Once you've selected a destination, the TomTom Start 10 displays the fastest route available using IQ Routes and allows you to alter it if necessary. Here you can avoid a roadblock, calculate an alternative route or travel via a waypoint. The IQ Routes technology used by TomTom is based on real-life user data rather than the traditional maximum speed method. It determines a route by considering all possible routes and then selecting the one that supposedly takes the least time, with the technology aiming to avoid main roads where necessary.

In our experience the TomTom Start 10 preferred to calculate routes using main roads rather than backstreets that are often slightly quicker. We also noticed route calculation is slower compared to other TomTom units — the Start 10 often takes up to 8-10 seconds to recalculate a route, which can be troublesome if there are multiple turn-offs on the street you're driving on.

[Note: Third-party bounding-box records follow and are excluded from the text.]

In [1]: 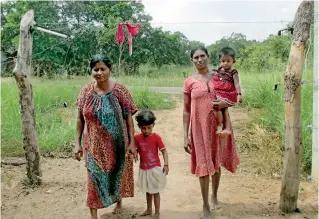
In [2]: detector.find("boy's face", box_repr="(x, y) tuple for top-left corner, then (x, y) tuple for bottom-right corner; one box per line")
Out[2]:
(219, 56), (234, 70)
(139, 124), (154, 136)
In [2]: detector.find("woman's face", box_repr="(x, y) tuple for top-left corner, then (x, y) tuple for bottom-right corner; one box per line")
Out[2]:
(192, 49), (209, 70)
(92, 61), (111, 82)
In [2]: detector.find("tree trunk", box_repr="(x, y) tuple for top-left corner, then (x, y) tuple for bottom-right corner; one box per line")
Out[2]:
(13, 10), (42, 185)
(280, 1), (314, 213)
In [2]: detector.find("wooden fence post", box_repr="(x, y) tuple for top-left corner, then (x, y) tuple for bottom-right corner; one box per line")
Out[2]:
(311, 1), (319, 182)
(13, 10), (42, 185)
(279, 0), (314, 213)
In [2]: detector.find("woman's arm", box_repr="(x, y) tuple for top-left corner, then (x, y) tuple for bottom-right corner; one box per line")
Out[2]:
(183, 94), (191, 154)
(183, 94), (191, 139)
(127, 112), (135, 145)
(126, 112), (137, 162)
(74, 109), (85, 161)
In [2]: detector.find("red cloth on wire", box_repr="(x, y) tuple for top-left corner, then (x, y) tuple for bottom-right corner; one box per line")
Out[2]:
(116, 22), (141, 56)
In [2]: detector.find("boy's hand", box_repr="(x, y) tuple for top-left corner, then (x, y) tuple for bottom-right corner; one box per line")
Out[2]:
(163, 165), (169, 176)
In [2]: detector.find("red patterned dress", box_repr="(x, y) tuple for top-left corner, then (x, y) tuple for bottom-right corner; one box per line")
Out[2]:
(184, 77), (239, 177)
(77, 82), (137, 209)
(213, 67), (238, 106)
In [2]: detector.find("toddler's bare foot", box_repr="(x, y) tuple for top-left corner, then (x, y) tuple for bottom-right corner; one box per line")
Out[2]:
(212, 196), (221, 210)
(216, 125), (223, 134)
(140, 209), (152, 217)
(112, 201), (122, 214)
(221, 129), (231, 135)
(201, 206), (212, 219)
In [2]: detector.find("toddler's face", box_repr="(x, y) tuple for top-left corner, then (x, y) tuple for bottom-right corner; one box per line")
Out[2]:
(140, 124), (154, 136)
(219, 56), (234, 70)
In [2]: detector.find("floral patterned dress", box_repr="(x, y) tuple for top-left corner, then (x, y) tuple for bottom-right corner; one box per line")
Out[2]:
(184, 77), (239, 177)
(76, 82), (137, 209)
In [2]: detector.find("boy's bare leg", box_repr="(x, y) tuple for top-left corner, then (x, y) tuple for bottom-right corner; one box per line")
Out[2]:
(140, 193), (153, 216)
(90, 208), (98, 219)
(154, 193), (161, 219)
(222, 108), (231, 135)
(212, 168), (221, 209)
(199, 175), (212, 219)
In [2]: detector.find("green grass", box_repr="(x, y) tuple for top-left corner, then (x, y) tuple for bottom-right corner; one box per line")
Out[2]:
(1, 78), (175, 156)
(240, 71), (313, 173)
(1, 63), (313, 175)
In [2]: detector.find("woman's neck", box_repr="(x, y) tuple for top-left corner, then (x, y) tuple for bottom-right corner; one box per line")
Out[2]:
(197, 67), (209, 75)
(96, 80), (110, 91)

The TomTom Start 10 has text-to-speech technology, which means that it speaks the names of streets as you approach them. The unit tends to struggle with longer street names, and spoken street names are only available with UK male and female voices (there is an Australian voice on the unit but this doesn't announce street names). The voice is loud and clear in most instances, so you can keep your eyes on the road.

A new addition to the TomTom Start 10 GPS is advanced lane guidance. On assorted multilane roads, an icon in the bottom-left corner of the map screen highlights which lane you should be in, depending on your destination. At busy highway junctions this is enhanced by arrows indicating the lane direction combined with a static image of road signs. The signs are the same colour as the ones displayed on the road, in order to minimise confusion.

Being an entry-level GPS, the TomTom Start 10 lacks some more advanced features like traffic notifications and Bluetooth, but it includes fixed speed and red light camera alerts and an over-speed alert.

The Start 10 includes TomTom's Map Share and the 'Help Me!' safety portal. In addition to corrections and improvements to the maps being uploaded every month by other TomTom users, Map Share allows you to make adjustments to maps through the unit itself. Users can add their own POIs, update road changes, edit phone numbers and add new streets. You can then share this information with other TomTom users, uploading the changes via the included TomTom HOME software. The Help Me! safety function displays information and allows you to navigate (either by car or on foot) to a multitude of services including police stations, hospitals, mechanics, public transport and pharmacies. It also has first aid, traffic regulation, and repair and maintenance guides.

Battery life is rated at up to two hours. TomTom disappointingly doesn't include an AC charger in the sales package, so you'll have to charge the Start 10 via the included USB cable or cigarette lighter adapter.